CYRIL HARE – The Wind Blows Death. Perennial Library, paperback, 1982. Originally published as When the Wind Blows, Faber & Faber, UK, hardcover, 1949. First published in the US under the paperback title by Little, Brown, hardcover, 1950. Published in the US under the British title by Garland, hardcover, 1976.

   In A Catalogue of Crime, Barzun and Taylor hail this as a masterpiece, certainly the best of Hare’s mystery novels. Realizing that their basis for judgment is, was, and always will be how a book measures up as a detective story, it’s easy to see how they came to such a conclusion.

   It’s a good book, no doubt about it, but I have some small cavils to make about it. Most of them may be completely personal, but then again, what do you think?

   For the moment, though, let’s start this review over, from the beginning. According to what I deduce from page 84 [and now confirmed], this is the third case of murder that amateur detective Francis Pettigrew found himself involved in. In this book his primary role is as the honorary treasurer to the Markshire Orchestral Society. Murdered is the featured soloist for one of their performances.

   A good many curious circumstances surround the murder, many of them having a good deal to do with alibis, hampered by an abundance of semi-secret sexual dalliances of varying degrees of ardor. Helping Pettigrew sort it all through (although nominally it is the other way around) are an aggressive new inspector named Trimble and his rather more laid-back superior, Chief Constable MacWilliam.

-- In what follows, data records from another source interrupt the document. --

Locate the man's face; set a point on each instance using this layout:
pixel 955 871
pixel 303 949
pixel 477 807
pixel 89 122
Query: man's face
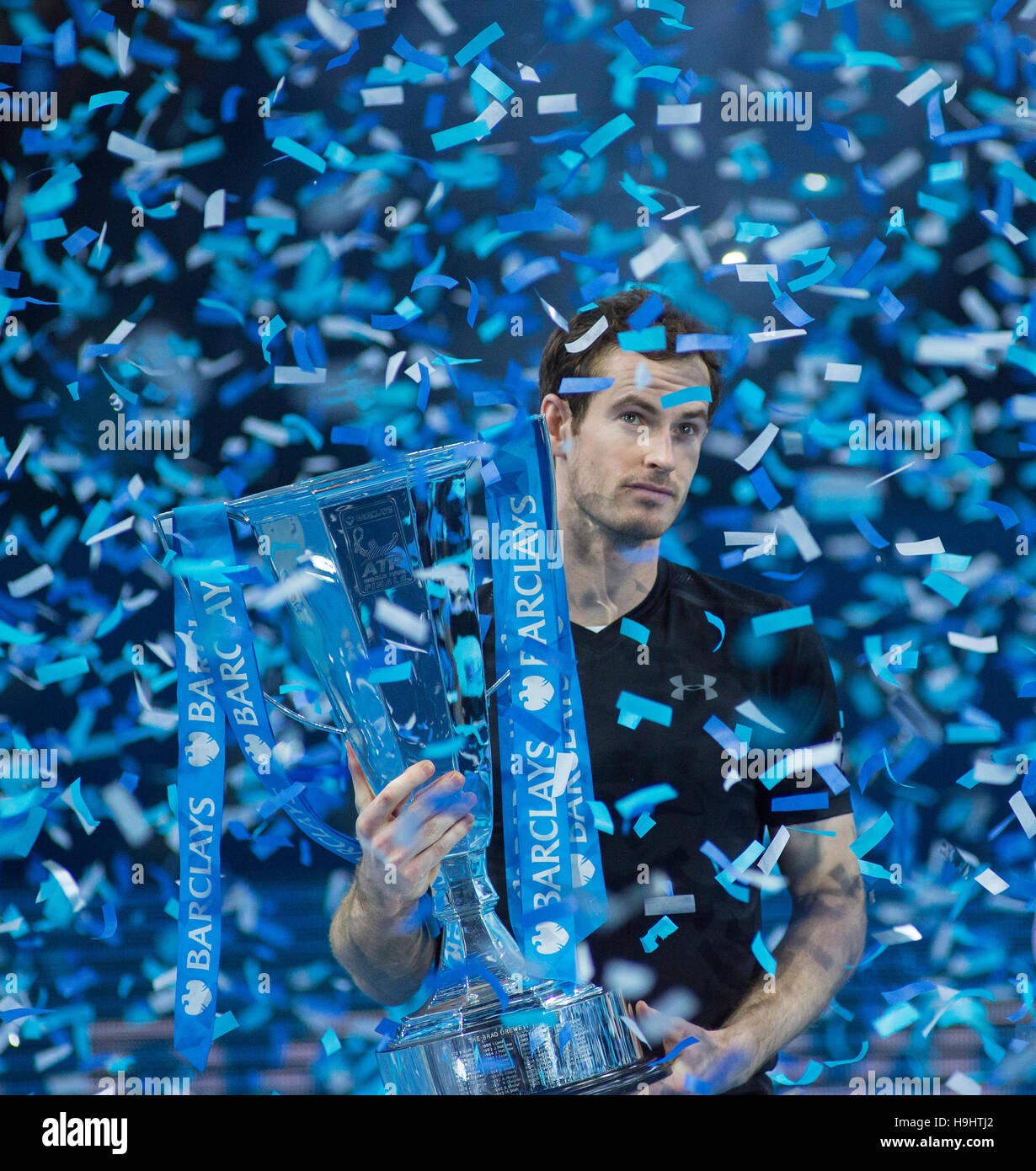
pixel 630 465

   The characterizations are fine — although in essence perhaps more reflective of stereotypes than actual personages — and the plotting is ingenious. As I stated above, I’d like to raise a few objections, but if you haven’t read the book, please use your own judgment before plowing onward:

   1) The solution is slightly unfair, in that while a knowledge of Dickens might help, a complete familiarity with matters orchestral is mandatory. Without it, you’ll never solve the case.

   2) Throughout the investigation very little discussion of the motive is made. Naturally, it’s a key to the solution. Again, an obscure bit of English law is needed to substantiate the matter. Unfair, I say.

   3) There is no satisfactory reason given as to why the killer felt so compelled to come up with such an elaborate plan for doing away with the victim, except, of course, the requirements of the story. (The more complicated the knot, the harder it is to undo.)

   4) And this is the one that bothered me the most. Maybe you’ll think nothing of it, but when Pettigrew and MacWilliam sit down and begin discussing the case on page 186, all of a sudden the reader is left out of their deliberations. Here’s where I was pulled up short and forcibly reminded — not unlike being bit over the head with a blunt instrument — that this is, after all, nothing more than a detective story, and we’re only playing a game.

   5) Which reminds me of my final point: Nobody, but nobody, ever expresses anything more than passing regret, if that, over the death of the victim.

   Other than that, I liked the book fine.

Rating:   B minus.

— Reprinted from The MYSTERY FANcier, Vol. 6, No. 6, Nov-Dec 1982 (very slightly revised).